漬物用なので多少の虫食いはあってもいいと思っていたのですが、実際に育ててみると漬物にも使えないほど被害は深刻で、まるでレースのカーテンのような白菜ばかり。「土がやせているからこうなるに違いない」と、堆肥(たいひ)や有機肥料をどんどん施したのですが、これによってますます虫食いがひどくなりました。逆に、肥料をあげていない場所にこぼれた種で育った白菜には虫食いが少ないことに気づきました。肥料のあげすぎは逆効果だと実感した瞬間です。

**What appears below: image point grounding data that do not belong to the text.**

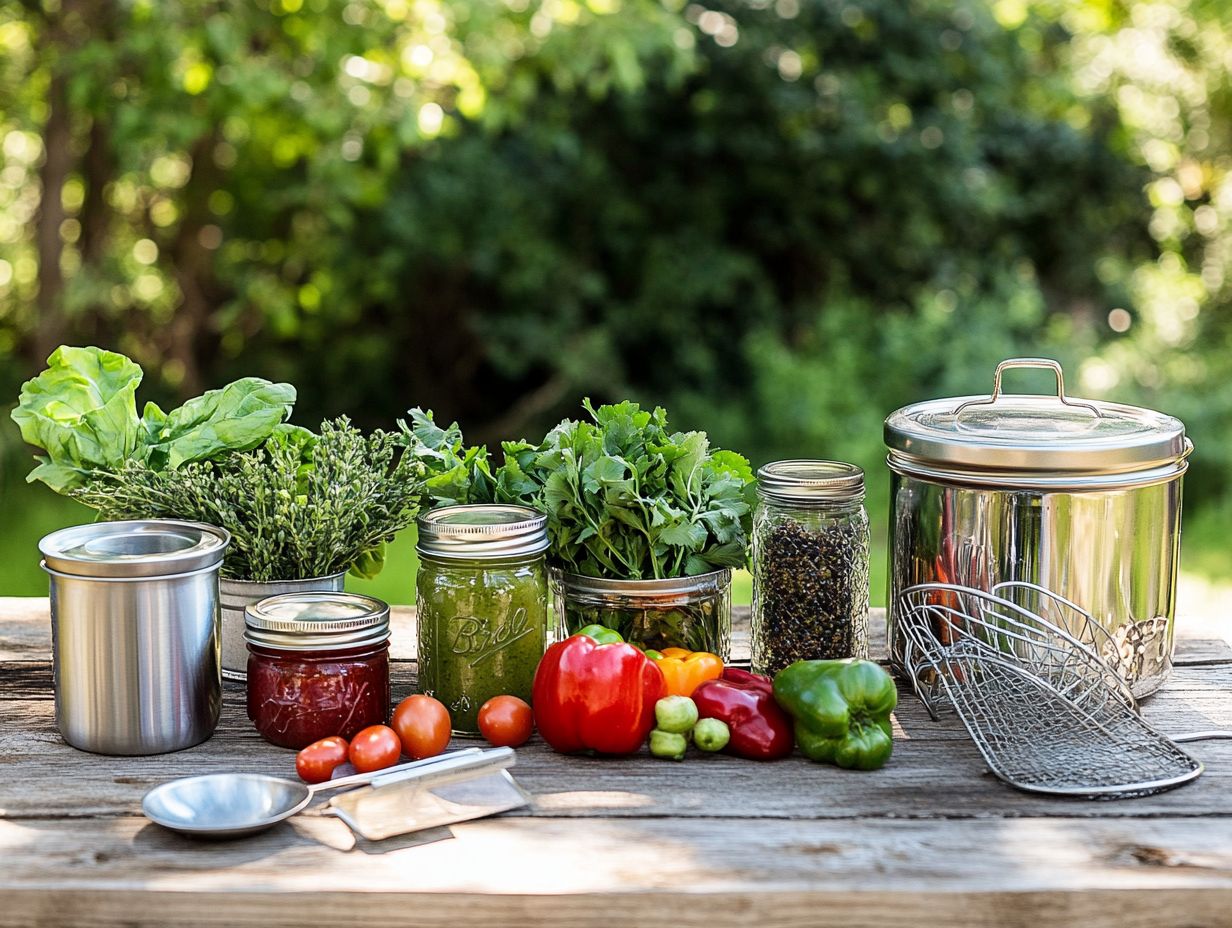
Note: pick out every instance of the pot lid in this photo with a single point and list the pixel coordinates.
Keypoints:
(1035, 433)
(482, 531)
(145, 547)
(317, 621)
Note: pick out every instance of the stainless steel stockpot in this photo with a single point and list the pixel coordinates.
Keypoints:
(134, 634)
(1079, 497)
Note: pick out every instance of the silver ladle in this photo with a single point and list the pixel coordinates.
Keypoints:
(233, 805)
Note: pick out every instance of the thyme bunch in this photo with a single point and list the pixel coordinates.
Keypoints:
(301, 505)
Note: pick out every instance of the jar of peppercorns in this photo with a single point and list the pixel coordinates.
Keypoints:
(810, 565)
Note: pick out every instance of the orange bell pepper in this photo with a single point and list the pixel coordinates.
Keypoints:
(684, 671)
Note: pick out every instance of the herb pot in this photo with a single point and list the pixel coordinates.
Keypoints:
(810, 565)
(482, 605)
(1078, 497)
(134, 634)
(693, 613)
(237, 595)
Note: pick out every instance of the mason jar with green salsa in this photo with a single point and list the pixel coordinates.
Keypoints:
(482, 602)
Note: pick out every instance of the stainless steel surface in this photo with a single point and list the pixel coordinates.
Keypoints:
(1110, 541)
(1046, 711)
(237, 595)
(136, 659)
(145, 547)
(1035, 440)
(803, 482)
(456, 791)
(482, 531)
(233, 805)
(311, 621)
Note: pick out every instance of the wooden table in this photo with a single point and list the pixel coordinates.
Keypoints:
(933, 839)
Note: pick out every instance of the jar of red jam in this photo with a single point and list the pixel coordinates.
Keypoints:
(318, 664)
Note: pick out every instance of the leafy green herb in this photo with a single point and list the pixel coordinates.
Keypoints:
(628, 499)
(301, 505)
(453, 472)
(81, 411)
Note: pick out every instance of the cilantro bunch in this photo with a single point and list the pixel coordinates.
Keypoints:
(628, 499)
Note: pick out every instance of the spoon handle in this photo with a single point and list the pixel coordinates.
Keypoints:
(366, 778)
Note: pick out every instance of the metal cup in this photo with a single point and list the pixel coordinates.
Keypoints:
(134, 634)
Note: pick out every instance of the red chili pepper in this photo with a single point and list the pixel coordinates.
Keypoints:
(760, 730)
(590, 696)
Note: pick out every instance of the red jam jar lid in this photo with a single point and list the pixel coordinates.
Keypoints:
(317, 621)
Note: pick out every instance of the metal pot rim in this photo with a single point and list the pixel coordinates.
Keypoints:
(134, 549)
(1035, 434)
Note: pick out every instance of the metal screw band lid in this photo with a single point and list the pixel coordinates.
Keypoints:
(317, 621)
(811, 482)
(142, 547)
(482, 531)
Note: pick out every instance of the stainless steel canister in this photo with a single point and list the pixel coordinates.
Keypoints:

野菜を育てるのに最も必要とされているのが窒素・リン酸・カリ。このうち、窒素は野菜が大きくなるために欠かせないものです。しかし成長に必要な分よりも多く与えると、野菜の内部で害虫が好む「アミノ酸」や「アミノ酸アミド」の含有量が増え、害虫が寄ってくることが分かっています。さらに、そのアミノ酸が作られる際、野菜の細胞壁を作るために必要となる糖類が使われてしまいます。これにより細胞壁が薄くなって、病気にかかりやすくなってしまうのだそうです。

土づくりに活躍してくれる管理機
水質汚染の問題もあり、EUでは1991年に「農業起源の硝酸による汚染からの水系の保護に関する閣僚理事会指令」が施行されています。これは地表水および地下水が汚染・富栄養化されるのを削減・防止することを目的としていて、肥料過多による害についてもかなり意識されたもの。日本でも近年、水質汚染について配慮されるようになりましたが、それでも肥料過多になりがち。酸性土壌を改善する目的から、多めの施肥となってしまうためです。
よかれと思っての肥料も、やりすぎると人間でいうメタボ状態になり、病害虫の被害にあいやすくなります。土づくりというと肥料をあげて耕すことだと思っていたのですが、途中から肥料をできるだけ抑えて育てること、それが風来の土づくりになりました。そうすることで病害虫の被害が減り、効果を感じています。また残留窒素が少ない野菜は後味がよく日持ちするようになり、常連のお客さんからも喜ばれるようになりました。
ただ、あまりに肥料分が少ないと白菜が丸まらなかったり、収量が少なかったりしますので、そのあたりのバランスは今でも勉強中です。